When combined with vitamin D3, ThymoQuin reduced inflammatory biomarkers and upregulated immune response.
A recent study1 published in the Journal of Food & Nutritional Sciences investigated the immune health-modulating effects of black seed oil and vitamin D3 on mesenchymal stem cells (MSCs) and on mice. MSCs can modulate inflammatory responses and sense different inflammatory signals. Two different black seed oils were used in the study: ThymoQuin (TQ), standardized to 3% thymoquinone and low free fatty acid, from Israel-based TriNutra, and a commercial black seed oil (CBSO) high in free fatty acid content.
In the in vitro portion of the study, MSCs were treated with TQ alone, CBSO alone, vitamin D3 alone, TQ with vitamin D3, and CBSO with vitamin D3 to examine the effects of each on MSC proliferation levels of inflammatory biomarkers, changes in lipid droplet number and size, adipocyte differentiation, mitochondrial biogenesis, and stem cell function.

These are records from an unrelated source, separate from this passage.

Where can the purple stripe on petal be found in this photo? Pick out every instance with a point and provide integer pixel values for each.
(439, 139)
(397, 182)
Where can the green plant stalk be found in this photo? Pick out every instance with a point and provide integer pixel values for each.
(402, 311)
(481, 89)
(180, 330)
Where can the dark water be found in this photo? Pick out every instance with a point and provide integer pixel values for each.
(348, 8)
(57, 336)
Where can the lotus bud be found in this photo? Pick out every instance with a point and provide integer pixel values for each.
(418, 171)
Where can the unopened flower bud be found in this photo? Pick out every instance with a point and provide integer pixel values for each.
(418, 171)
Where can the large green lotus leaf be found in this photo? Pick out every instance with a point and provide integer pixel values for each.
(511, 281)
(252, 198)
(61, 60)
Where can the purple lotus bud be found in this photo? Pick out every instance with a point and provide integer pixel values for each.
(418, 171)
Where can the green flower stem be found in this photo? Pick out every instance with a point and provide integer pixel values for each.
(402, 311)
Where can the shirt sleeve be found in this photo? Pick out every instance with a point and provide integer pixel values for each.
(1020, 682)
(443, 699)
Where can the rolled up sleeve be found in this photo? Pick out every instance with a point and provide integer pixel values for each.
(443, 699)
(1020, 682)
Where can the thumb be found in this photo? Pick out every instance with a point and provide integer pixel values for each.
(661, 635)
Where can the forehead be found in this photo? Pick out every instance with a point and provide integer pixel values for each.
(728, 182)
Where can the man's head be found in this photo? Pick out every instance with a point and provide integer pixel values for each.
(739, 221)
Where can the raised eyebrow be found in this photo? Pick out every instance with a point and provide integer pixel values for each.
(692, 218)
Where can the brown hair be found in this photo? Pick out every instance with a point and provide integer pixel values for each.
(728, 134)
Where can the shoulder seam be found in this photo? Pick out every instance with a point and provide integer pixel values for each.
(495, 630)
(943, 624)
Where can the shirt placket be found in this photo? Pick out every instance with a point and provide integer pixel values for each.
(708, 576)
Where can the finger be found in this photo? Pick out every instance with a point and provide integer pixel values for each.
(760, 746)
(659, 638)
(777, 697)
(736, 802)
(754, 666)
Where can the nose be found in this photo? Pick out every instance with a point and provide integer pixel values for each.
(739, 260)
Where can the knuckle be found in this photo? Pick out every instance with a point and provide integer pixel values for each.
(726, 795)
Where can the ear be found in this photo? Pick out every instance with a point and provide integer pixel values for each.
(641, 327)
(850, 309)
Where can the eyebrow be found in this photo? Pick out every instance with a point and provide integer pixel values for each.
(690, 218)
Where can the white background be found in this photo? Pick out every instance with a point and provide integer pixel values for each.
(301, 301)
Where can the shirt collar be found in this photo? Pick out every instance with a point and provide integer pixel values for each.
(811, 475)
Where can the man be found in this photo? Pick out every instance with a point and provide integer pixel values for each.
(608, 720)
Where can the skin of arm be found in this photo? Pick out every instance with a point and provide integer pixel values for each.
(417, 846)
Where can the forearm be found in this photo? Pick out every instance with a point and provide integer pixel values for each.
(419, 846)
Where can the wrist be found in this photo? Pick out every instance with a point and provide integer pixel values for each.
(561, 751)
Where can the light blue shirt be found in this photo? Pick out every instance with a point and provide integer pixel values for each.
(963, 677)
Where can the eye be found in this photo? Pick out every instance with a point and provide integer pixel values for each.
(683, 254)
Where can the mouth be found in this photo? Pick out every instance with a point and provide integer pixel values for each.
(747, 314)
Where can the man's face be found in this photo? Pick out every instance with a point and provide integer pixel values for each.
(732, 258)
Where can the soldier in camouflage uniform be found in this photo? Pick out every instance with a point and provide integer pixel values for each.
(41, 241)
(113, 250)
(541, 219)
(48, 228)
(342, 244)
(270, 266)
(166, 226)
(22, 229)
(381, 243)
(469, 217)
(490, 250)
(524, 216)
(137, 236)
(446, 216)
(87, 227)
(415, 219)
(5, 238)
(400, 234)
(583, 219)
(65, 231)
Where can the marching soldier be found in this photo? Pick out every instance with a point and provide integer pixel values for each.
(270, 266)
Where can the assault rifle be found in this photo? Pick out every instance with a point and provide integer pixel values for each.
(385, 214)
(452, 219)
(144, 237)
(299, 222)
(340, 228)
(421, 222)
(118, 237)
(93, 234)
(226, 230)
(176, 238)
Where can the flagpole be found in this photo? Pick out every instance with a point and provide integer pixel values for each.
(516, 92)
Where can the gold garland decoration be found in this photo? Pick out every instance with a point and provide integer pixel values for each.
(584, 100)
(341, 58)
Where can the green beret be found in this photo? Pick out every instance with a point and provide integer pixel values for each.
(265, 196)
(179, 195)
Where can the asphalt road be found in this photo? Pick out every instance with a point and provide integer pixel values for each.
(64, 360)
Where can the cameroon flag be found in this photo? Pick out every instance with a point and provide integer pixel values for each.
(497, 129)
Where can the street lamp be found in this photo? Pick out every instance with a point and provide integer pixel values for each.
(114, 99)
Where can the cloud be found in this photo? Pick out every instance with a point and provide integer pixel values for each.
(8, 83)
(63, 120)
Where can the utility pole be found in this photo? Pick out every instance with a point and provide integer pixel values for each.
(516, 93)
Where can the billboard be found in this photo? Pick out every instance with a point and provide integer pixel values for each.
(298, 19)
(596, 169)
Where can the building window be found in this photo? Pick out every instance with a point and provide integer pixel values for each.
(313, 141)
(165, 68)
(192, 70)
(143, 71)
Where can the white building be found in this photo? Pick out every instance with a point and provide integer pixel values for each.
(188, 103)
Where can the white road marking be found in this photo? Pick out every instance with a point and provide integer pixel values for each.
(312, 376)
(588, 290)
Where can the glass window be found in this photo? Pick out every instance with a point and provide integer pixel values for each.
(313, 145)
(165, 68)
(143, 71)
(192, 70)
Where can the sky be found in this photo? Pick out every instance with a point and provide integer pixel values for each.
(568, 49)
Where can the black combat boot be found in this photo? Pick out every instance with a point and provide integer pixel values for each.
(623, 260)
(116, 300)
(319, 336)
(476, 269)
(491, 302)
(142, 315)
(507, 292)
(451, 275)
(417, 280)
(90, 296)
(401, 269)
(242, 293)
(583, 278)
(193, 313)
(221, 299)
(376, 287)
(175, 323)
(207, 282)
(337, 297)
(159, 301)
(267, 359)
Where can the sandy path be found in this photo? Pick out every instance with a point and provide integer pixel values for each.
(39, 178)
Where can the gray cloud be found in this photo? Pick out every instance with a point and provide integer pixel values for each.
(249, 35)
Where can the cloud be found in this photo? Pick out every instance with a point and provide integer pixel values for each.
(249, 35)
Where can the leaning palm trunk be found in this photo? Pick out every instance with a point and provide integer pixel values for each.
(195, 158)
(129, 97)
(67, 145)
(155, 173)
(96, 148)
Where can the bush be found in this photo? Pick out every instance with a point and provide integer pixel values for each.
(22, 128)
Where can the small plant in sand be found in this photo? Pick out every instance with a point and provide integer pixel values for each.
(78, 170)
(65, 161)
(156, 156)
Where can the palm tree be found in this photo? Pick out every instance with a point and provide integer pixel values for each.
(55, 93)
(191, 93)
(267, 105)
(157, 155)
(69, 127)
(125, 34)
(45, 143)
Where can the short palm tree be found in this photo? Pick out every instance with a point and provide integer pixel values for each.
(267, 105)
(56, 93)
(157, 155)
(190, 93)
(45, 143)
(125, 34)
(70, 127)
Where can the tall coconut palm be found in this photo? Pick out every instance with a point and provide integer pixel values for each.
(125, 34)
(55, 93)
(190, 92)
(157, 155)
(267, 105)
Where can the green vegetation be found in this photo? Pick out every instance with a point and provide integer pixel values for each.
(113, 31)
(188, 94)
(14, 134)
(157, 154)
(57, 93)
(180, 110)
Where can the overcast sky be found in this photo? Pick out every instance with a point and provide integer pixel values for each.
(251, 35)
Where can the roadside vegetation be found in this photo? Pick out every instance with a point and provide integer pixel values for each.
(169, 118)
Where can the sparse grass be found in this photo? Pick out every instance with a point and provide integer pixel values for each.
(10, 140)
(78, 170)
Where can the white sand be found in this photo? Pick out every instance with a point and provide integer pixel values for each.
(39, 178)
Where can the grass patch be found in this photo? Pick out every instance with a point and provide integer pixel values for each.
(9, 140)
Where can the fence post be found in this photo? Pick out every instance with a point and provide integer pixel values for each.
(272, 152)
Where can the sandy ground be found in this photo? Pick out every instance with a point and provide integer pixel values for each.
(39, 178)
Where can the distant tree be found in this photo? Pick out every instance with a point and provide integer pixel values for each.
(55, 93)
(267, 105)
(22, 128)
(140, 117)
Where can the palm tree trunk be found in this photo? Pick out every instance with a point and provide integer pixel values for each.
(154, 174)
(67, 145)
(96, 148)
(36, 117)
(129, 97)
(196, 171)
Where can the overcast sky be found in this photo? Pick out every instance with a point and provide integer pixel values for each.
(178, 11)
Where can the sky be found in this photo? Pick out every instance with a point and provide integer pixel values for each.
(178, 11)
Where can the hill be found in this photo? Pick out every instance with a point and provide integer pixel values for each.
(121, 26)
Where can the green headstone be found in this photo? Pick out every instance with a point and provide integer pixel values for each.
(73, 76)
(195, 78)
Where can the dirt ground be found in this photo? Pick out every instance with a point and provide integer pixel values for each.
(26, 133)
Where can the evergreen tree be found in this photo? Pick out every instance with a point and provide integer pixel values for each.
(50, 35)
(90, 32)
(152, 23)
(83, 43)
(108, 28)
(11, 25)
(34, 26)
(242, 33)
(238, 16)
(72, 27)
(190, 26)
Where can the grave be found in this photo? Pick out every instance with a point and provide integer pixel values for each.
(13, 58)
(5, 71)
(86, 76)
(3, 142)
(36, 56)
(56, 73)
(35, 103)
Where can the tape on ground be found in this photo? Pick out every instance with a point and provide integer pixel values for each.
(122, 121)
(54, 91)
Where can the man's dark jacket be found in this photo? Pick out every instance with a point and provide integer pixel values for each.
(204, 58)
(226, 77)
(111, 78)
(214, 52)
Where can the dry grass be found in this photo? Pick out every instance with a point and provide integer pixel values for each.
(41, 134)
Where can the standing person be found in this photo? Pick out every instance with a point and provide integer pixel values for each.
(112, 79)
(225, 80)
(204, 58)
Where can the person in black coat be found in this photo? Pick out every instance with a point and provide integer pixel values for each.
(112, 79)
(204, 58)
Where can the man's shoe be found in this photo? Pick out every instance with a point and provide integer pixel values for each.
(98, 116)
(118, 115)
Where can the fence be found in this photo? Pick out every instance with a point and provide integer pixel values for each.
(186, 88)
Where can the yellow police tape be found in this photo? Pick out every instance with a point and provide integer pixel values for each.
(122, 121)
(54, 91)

Researchers found that CBSO significantly increased average lipid droplet size when compared to control, while TQ reduced average lipid droplet size, even more so than vitamin D3 alone. The combination of TQ and vitamin D3 showed significant reductions in average lipid droplet size.
While CBSO increased TNF-alpha levels, TQ reduced the expression of the inflammatory cytokine. Overall, TQ reduced the size of large lipid droplets and effectively increased small lipid droplet area, and these effects were enhanced with the addition of vitamin D3. Researchers also observed increased mitochondrial biogenesis and energy metabolism in the presence of TQ, which was only enhanced with vitamin D3.
In the animal protocol, 20 mice were divided into five groups: 1) lean controls, 2) high fat diet (HFD), 3) HFD and treated for eight weeks with TQ, 4) HFD and treated for eight weeks with vitamin D3, and 5) HFD and treated for eight weeks with TQ and vitamin D3. After assessing angiogenesis in mouse liver tissue, researchers found that mice eating a HFD with TQ and vitamin D3 had higher levels of the antibodies ANG-1 and SDF-1, while the HFD diet alone had the lowest levels of those antibodies, demonstrating a influence on the immune system.
“I have long discussed the synergistic properties that are unique to black seed oil standardized to 3% thymoquinone and with very low free fatty acids,” said Morris Zelkha, co-founder and CEO of TriNutra, in a press release. “While previous focus has been mainly on its synergy with omega-3s, we are happy to share the results of ThymoQuin combined with vitamin D3 for improved immune support. Vitamin D3 is commonly recognized as a necessary part of good health, so seeing that we can enhance its effects with ThymoQuin opens a lot of possibilities for new products and further research.”